In this tutorial, you will learn
- utilise and access open data sources
- assess the collection methods and the quality of the data
- write computer code to wrangle and analyse data
Exercise 2A: download data
Download education data from the U.S. Census Bureau using the link https://factfinder.census.gov/faces/nav/jsf/pages/searchresults.xhtml?refresh=. Complete the following tasks:
- Select Geographies; select a geographic type: County 050
- Select all the following states: Alabama, Kentucky, Missouri, South Carolina, Texas, West Virginia
- Add all counties within these states to your selection.
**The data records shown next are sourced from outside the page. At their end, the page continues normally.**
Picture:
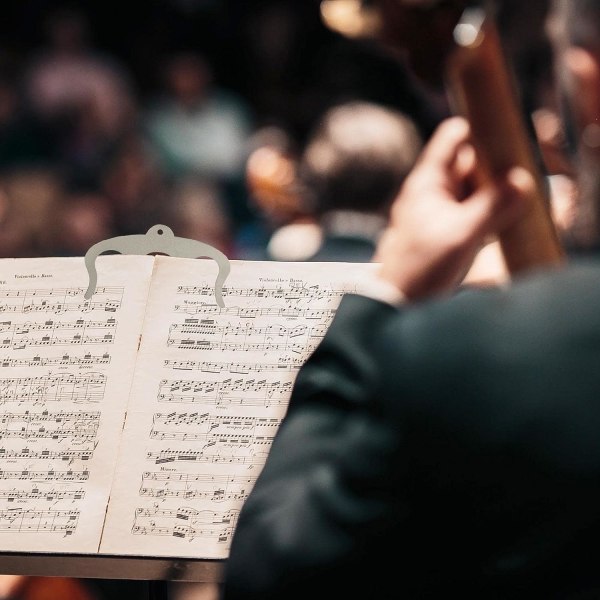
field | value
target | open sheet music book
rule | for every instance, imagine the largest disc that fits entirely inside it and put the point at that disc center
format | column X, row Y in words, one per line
column 135, row 423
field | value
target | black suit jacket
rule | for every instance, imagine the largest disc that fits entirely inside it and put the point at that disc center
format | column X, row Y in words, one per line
column 448, row 450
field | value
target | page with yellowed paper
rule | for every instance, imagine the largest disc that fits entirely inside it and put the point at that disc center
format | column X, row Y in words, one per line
column 211, row 387
column 66, row 365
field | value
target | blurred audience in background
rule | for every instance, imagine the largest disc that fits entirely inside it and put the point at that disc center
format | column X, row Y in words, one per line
column 246, row 124
column 330, row 202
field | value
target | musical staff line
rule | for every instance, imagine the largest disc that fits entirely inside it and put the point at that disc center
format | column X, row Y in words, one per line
column 285, row 364
column 35, row 521
column 185, row 523
column 217, row 488
column 65, row 359
column 325, row 315
column 63, row 387
column 50, row 475
column 225, row 392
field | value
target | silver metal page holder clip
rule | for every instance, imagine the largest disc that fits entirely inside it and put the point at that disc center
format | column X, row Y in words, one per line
column 158, row 240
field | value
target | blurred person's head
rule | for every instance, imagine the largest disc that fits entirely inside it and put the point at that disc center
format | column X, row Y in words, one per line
column 271, row 175
column 29, row 198
column 574, row 29
column 67, row 30
column 84, row 219
column 188, row 77
column 196, row 211
column 358, row 157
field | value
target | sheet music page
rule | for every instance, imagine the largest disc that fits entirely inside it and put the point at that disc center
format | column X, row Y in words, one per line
column 66, row 365
column 211, row 387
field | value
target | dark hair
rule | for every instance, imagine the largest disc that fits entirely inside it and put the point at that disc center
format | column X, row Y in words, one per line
column 358, row 157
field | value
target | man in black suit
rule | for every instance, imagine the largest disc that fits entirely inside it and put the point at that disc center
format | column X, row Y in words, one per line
column 444, row 444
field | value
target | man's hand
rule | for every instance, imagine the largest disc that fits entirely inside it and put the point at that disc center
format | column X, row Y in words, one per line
column 440, row 220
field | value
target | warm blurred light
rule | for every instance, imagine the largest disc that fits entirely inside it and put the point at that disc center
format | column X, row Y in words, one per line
column 350, row 17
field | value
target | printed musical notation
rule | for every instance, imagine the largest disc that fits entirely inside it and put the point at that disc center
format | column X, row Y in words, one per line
column 50, row 475
column 185, row 523
column 59, row 300
column 222, row 454
column 216, row 488
column 41, row 494
column 293, row 292
column 324, row 315
column 67, row 455
column 54, row 361
column 237, row 431
column 78, row 427
column 63, row 387
column 78, row 333
column 287, row 363
column 242, row 391
column 35, row 521
column 199, row 440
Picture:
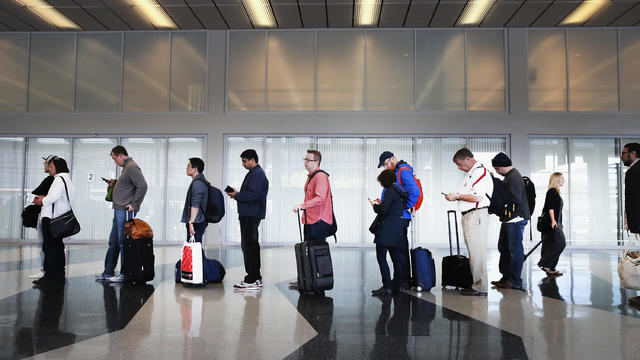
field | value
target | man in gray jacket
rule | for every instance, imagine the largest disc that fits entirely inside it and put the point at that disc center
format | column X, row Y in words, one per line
column 510, row 240
column 128, row 193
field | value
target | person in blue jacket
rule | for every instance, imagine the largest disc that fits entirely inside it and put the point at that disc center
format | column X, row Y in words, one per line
column 389, row 232
column 405, row 178
column 252, row 207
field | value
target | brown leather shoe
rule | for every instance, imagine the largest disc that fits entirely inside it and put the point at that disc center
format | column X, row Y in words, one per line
column 501, row 284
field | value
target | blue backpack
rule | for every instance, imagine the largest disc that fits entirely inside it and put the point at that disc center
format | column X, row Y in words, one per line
column 214, row 212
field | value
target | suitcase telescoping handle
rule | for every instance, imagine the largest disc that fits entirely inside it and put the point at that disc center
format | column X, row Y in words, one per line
column 455, row 221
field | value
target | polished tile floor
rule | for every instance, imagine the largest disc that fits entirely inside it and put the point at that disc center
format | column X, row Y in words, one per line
column 583, row 314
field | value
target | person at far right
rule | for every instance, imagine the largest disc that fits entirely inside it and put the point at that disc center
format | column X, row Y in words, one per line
column 553, row 240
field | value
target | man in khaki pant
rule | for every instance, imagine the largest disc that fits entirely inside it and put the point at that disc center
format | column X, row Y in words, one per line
column 473, row 204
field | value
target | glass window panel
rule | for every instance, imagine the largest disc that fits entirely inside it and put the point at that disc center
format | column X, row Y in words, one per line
column 146, row 71
column 437, row 173
column 345, row 161
column 291, row 71
column 91, row 155
column 235, row 174
column 37, row 148
column 247, row 64
column 593, row 191
column 389, row 69
column 99, row 72
column 13, row 72
column 188, row 71
column 485, row 70
column 593, row 70
column 52, row 72
column 549, row 156
column 11, row 202
column 629, row 75
column 440, row 70
column 340, row 70
column 151, row 155
column 180, row 150
column 287, row 176
column 547, row 66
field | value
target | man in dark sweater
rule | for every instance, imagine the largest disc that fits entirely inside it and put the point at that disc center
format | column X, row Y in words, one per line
column 252, row 207
column 510, row 240
column 128, row 193
column 629, row 157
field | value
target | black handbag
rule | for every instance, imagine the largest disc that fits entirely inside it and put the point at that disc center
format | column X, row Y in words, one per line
column 30, row 216
column 544, row 223
column 66, row 224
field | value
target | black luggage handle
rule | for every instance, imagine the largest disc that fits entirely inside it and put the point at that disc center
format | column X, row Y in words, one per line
column 455, row 219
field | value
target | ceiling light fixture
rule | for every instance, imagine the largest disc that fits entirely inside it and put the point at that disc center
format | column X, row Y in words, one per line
column 367, row 12
column 260, row 13
column 584, row 12
column 475, row 11
column 49, row 14
column 153, row 12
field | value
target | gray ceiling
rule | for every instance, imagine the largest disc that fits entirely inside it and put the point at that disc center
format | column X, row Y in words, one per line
column 101, row 15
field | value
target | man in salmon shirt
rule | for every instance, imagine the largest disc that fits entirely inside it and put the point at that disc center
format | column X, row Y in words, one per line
column 318, row 213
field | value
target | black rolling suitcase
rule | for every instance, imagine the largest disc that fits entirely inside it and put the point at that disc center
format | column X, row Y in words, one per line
column 315, row 269
column 137, row 258
column 456, row 270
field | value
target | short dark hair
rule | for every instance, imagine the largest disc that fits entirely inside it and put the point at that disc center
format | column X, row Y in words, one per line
column 387, row 178
column 60, row 165
column 316, row 155
column 462, row 154
column 197, row 163
column 119, row 150
column 631, row 147
column 249, row 154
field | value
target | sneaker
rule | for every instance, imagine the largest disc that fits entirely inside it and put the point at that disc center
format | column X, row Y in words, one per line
column 248, row 286
column 119, row 278
column 37, row 275
column 472, row 292
column 102, row 277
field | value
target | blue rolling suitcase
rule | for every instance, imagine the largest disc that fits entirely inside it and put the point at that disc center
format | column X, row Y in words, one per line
column 423, row 269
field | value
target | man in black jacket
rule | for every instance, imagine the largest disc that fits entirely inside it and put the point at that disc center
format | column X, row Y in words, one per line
column 42, row 189
column 629, row 157
column 252, row 207
column 511, row 230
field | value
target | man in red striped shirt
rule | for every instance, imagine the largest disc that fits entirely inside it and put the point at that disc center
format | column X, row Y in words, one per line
column 318, row 215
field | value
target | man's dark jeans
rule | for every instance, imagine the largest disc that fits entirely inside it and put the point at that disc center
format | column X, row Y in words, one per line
column 511, row 252
column 250, row 247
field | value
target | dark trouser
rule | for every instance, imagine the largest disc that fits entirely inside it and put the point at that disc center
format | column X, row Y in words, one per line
column 400, row 266
column 199, row 228
column 53, row 253
column 250, row 247
column 316, row 231
column 511, row 252
column 553, row 243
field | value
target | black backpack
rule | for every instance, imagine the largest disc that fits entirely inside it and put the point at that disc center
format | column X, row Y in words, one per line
column 530, row 189
column 500, row 203
column 333, row 228
column 214, row 212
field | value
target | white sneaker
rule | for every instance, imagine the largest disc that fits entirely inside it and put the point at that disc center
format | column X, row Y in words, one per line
column 37, row 275
column 118, row 278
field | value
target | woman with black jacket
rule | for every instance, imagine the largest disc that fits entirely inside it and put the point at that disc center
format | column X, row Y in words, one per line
column 553, row 240
column 388, row 229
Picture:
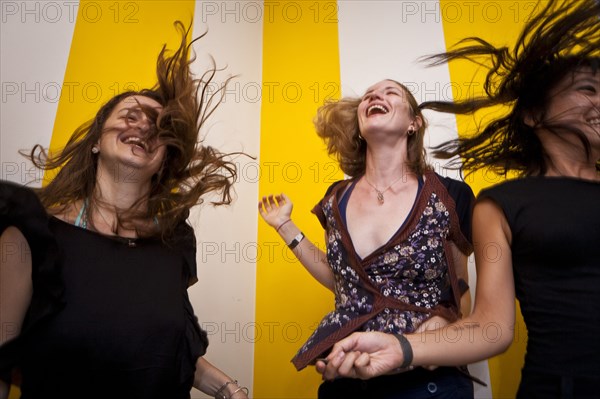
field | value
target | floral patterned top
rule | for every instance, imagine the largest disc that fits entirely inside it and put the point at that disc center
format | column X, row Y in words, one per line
column 408, row 280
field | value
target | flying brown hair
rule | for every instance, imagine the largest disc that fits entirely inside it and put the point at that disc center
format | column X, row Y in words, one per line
column 190, row 169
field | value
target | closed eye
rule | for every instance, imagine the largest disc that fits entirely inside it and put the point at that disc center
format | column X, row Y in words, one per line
column 590, row 89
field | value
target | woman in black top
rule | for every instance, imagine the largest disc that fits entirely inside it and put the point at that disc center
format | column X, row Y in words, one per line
column 536, row 237
column 95, row 276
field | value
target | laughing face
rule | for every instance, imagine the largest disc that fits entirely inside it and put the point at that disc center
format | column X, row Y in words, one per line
column 576, row 101
column 385, row 107
column 125, row 139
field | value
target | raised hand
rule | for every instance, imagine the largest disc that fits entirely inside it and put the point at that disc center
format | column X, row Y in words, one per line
column 275, row 209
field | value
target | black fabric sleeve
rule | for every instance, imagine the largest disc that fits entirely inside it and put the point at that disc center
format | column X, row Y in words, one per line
column 21, row 208
column 464, row 200
column 318, row 208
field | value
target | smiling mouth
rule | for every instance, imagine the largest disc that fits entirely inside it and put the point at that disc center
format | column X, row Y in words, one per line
column 136, row 141
column 377, row 109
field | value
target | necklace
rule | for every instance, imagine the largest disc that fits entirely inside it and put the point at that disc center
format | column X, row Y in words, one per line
column 380, row 197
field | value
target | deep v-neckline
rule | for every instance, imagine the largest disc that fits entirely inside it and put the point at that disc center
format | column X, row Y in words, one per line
column 340, row 214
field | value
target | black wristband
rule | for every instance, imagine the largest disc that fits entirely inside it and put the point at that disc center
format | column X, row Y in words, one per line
column 407, row 354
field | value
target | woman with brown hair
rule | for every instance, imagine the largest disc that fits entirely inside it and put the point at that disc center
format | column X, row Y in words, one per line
column 98, row 304
column 397, row 236
column 544, row 226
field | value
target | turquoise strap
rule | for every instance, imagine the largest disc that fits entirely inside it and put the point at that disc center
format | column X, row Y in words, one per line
column 80, row 220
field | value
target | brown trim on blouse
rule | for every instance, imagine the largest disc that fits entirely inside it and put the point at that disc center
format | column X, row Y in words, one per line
column 380, row 302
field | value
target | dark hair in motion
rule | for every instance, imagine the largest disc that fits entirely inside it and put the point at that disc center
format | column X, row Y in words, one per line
column 189, row 170
column 559, row 39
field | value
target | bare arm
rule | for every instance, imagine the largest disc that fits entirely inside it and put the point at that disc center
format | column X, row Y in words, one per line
column 15, row 287
column 277, row 211
column 213, row 381
column 488, row 331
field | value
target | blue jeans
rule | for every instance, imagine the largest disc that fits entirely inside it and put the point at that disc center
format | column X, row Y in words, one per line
column 442, row 383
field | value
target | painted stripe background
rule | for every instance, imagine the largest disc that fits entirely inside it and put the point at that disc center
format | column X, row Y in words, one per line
column 61, row 60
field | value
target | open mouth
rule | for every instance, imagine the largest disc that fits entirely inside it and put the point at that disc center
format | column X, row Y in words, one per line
column 376, row 109
column 136, row 141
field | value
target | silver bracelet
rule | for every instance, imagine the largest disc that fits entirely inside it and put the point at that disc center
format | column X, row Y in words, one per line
column 219, row 394
column 237, row 390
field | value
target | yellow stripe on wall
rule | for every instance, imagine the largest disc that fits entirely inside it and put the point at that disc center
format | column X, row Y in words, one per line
column 114, row 49
column 498, row 22
column 300, row 70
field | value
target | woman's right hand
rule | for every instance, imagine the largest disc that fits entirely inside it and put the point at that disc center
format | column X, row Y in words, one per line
column 275, row 209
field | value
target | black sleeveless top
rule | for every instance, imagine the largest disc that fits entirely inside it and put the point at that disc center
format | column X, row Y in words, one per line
column 555, row 226
column 113, row 317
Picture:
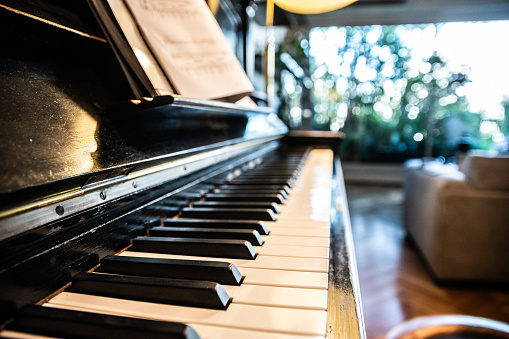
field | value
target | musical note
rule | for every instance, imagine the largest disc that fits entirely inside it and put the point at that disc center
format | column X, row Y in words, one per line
column 190, row 47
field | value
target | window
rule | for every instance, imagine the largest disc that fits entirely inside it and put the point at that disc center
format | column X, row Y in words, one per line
column 399, row 92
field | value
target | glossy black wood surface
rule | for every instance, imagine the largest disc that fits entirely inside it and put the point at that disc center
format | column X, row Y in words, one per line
column 67, row 115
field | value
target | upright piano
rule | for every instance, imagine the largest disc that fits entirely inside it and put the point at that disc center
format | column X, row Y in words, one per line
column 157, row 216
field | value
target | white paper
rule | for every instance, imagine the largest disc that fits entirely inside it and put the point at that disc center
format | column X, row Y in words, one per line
column 190, row 47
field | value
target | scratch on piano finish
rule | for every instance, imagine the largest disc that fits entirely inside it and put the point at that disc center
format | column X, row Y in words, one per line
column 162, row 217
- Select Topics; People, Education, Educational Attainment
- Select 2010 and download data
- Put the downloaded files in your working directory and use read.csv to load the data in your workspace
edu <- read.csv(???, header = T)
Exercise 2B: data collection
Answer the following questions for the downloaded data:
- Which sampling method is used in the survey data?
- How many interviews are used to construct the data for Alabama?
- What is the coverage rate for Texas, and what does this number mean?
- Which four primary sources of nonsampling error are addressed in constructing the data set?
Exercise 2C: data collection
Provide the following metadata for the downloaded data:
- Temporal coverage
- Geographic coverage
Exercise 2D: data analysis
Complete the following tasks:
- Select the variable “Total; Estimate; Percentage bachelor’s degree or higher” and the variable with county names.
- Delete the row with the column descriptions
- Delete observations with missing values
edu_clean <- edu %>%
select(County = GEO.display.label, PercentBachelorOrHigher = ???) %>%
- Find the county with the largest percentage of people with bachelor’s degree or higher
- Find the county with the smallest percentage of people with bachelor’s degree or higher
- Report the mean and standard deviation over all counties for Percentage bachelor’s degree or higher
- Why did we look at the 2010 survey instead of the most recent data?
Exercise 2E: merge data
- Follow the same steps as in Exercise 2A, but now replace (Education and Educational Attainment) from the topics list with (Age & Sex and Age) to download the QT-P1 2010 SF1 100% Data.
- Follow the same steps as in Exercise 2D, but now replace “Total; Estimate; Percentage bachelor’s degree or higher” with “Percent - Both sexes; Total population - Under 18 years”.
- Merge the education data with the age data.
age <- read.csv(???, header = T)
age_clean <- age %>%
select(County = GEO.display.label, Percentunder18 = ???) %>%
edu_age <- inner_join(???,???,???)